İlk olarak inceleme alanı ile ilgili hazırlık çalışmaları yapılmıştır. Bu nedenle çalışma alanı ile ilgili yapılmış olan kaynaklar taranmıştır. Alan ve konu ile ilgili, öncelikle fiziki coğrafya, jeomorfoloji ve doğal koruma bölgeleri alanında olmak üzere çeşitli alanlarda yapılan çalışmalara ulaşılmıştır. Gerekli görüldüğü durumlarda ise çalışma alanına arazi gözlemleri yapılmıştır. Arazi çalışmaları Merkez Karakum, Unguz Karakum, Horezm ovasında, Amuderya Deltasında ve Medeni vaha ovasında arazi gözlemleri yapılmıştır.

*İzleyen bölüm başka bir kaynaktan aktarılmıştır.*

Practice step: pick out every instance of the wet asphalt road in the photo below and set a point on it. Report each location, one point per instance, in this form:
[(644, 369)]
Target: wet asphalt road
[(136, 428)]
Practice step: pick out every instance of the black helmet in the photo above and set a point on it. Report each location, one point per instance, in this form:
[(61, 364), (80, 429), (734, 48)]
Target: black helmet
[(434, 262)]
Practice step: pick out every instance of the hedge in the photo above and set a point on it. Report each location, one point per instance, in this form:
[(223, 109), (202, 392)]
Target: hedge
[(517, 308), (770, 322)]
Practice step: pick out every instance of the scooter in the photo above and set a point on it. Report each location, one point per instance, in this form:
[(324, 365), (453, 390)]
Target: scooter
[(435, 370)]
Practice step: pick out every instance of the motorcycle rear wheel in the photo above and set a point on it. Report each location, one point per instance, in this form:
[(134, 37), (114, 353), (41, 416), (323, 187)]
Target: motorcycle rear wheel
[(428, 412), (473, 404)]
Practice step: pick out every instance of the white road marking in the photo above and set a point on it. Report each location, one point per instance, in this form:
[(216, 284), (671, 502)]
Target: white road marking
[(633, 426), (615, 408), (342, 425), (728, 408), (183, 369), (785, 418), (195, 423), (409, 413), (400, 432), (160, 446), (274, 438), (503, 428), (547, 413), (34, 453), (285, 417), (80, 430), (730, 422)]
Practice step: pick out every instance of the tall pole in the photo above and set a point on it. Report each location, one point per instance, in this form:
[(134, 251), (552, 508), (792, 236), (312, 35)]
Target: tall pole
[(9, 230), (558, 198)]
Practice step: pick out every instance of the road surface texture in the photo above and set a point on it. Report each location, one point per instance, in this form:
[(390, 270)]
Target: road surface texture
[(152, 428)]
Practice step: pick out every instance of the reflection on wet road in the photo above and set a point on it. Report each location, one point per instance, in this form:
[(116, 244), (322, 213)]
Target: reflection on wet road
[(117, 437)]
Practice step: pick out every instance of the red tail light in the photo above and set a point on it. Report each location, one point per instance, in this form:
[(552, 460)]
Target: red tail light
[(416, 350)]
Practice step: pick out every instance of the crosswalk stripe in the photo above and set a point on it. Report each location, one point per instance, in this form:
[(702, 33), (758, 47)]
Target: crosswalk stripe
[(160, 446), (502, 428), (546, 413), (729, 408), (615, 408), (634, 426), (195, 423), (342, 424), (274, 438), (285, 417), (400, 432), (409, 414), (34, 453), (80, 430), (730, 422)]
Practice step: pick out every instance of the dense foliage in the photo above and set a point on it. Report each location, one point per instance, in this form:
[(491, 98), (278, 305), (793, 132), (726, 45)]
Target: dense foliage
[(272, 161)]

Literatür taraması ve arazi gözlemleri ile elde edilen veriler CBS ortamına aktarılıp farklı haritalar elde edilerek yorumlanmıştır. Fiziki Coğrafya hritasının oluşturulmasında DEM (Sayısal Yükselti Modeli) verisi kullanılmıştır. Verilerin bilgisayar ortamına aktarılması ve haritalanmasında ise günümüzün en önemli mekânsal teknolojilerinden biri olan ArcMap10.1 yazılımı kullanılmıştır.

(22)

BÖLÜM 1: JEOLOJİK ÖZELLİKLER

Yer kabuğu, çeşitli kayaçlardan meydana gelmektedir. Jeoloji açısından kayaların incelenmesi birçok bakımdan önemlidir. Topoğrafik şekillerin meydana gelişi ve gelişimi üzerinde kayaçların mekanik ve kimyasal özellikleri doğrudan veya dolaylı olarak derin etkiler yapar. Diğer taraftan kayaların oluşum şartları, bulunuş durumları ve diğer kayalarla ilişkileri topografya ile ilgili problemlerin çözülmesine yardımcı olur. (Erinç, 2000).

Türkmenistan topraklarında geçmişden günümüze çeşitli jeolojik ve fizyografik değişiklikler olmuştur. Tektonik hareketler sonrası milyonlarca yıl boyunca burada meydana gelen coğrafi değişiklikleri görebiliriz. Çeşitli orojenik, epirojenez hareketler ve volkanik faaliyetlerin meydana geldiği Türkmenistan arazisinde her döneme ait taş ve tabakalar mevcuttur (Şekil 2).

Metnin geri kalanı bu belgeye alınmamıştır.